There are 5,000 diabetic patients seeking healthcare every day and experts predict that, by 2030, a quarter of all hospital inpatients will have one of the conditions.

In a report released earlier this year, the charity Diabetes UK blames a ‘dramatic rise in obesity rates’ for rising type 2 diagnoses.

WHERE DO DIABETES MEDS COST THE MOST PER PATIENT? 

(Per person average, 2018/19)

WHERE DO DIABETES MEDS COST THE LEAST PER PATIENT? 

(Per person average, 2018/19)

And Tam Fry, chairman of the National Obesity Forum, told MailOnline in September: ‘The fact of the matter is diabetes is increasing year-on-year, which is down essentially to the fact that the Government has not done anything to mitigate obesity, which is the major cause of diabetes. 90 per cent of diabetics have got obesity.’ 

Today’s figures showed that five per cent of all drugs prescribed were given to treat diabetes.

And these made up for 12.5 per cent of all the money spent on prescriptions – a total of £8.63billion.

WHAT IS TYPE 2 DIABETES? 

Type 2 diabetes is a condition which causes a person’s blood sugar to get too high.

At least 4.7million people in the UK are thought to have some form of diabetes.

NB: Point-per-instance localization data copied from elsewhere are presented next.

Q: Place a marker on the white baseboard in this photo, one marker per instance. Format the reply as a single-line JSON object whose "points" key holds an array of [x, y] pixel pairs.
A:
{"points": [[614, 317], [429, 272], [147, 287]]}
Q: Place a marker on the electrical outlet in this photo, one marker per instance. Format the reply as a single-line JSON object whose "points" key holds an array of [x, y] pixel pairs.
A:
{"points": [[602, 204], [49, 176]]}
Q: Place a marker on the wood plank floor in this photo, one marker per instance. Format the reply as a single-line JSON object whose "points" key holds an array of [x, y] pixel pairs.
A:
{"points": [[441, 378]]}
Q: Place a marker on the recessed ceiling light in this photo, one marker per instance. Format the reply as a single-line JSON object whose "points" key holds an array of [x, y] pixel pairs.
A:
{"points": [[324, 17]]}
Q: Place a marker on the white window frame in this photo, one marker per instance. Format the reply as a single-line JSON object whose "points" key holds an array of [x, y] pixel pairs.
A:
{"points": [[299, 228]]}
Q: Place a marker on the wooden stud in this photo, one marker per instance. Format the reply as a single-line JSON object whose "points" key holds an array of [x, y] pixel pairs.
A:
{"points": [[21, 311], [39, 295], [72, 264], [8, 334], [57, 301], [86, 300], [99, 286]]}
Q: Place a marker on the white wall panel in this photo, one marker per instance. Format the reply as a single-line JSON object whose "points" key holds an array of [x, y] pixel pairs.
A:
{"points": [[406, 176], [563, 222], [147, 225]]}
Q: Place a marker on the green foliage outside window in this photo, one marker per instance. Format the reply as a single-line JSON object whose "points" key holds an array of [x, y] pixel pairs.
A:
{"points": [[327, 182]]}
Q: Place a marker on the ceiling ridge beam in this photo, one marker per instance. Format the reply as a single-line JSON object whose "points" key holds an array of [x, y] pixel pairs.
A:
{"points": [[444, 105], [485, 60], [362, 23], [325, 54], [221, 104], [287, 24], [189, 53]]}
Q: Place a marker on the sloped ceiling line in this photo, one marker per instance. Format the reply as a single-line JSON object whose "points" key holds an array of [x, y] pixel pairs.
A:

Type 2 diabetes is associated with being overweight and you may be more likely to get it if it’s in the family.

The condition means the body does not react properly to insulin – the hormone which controls absorption of sugar into the blood – and cannot properly regulate sugar glucose levels in the blood.

Excess fat in the liver increases the risk of developing type 2 diabetes as the buildup makes it harder to control glucose levels, and also makes the body more resistant to insulin. 

Weight loss is the key to reducing liver fat and getting symptoms under control.

Symptoms include tiredness, feeling thirsty, and frequent urination.

It can lead to more serious problems with nerves, vision and the heart.

Treatment usually involves changing your diet and lifestyle, but more serious cases may require medication.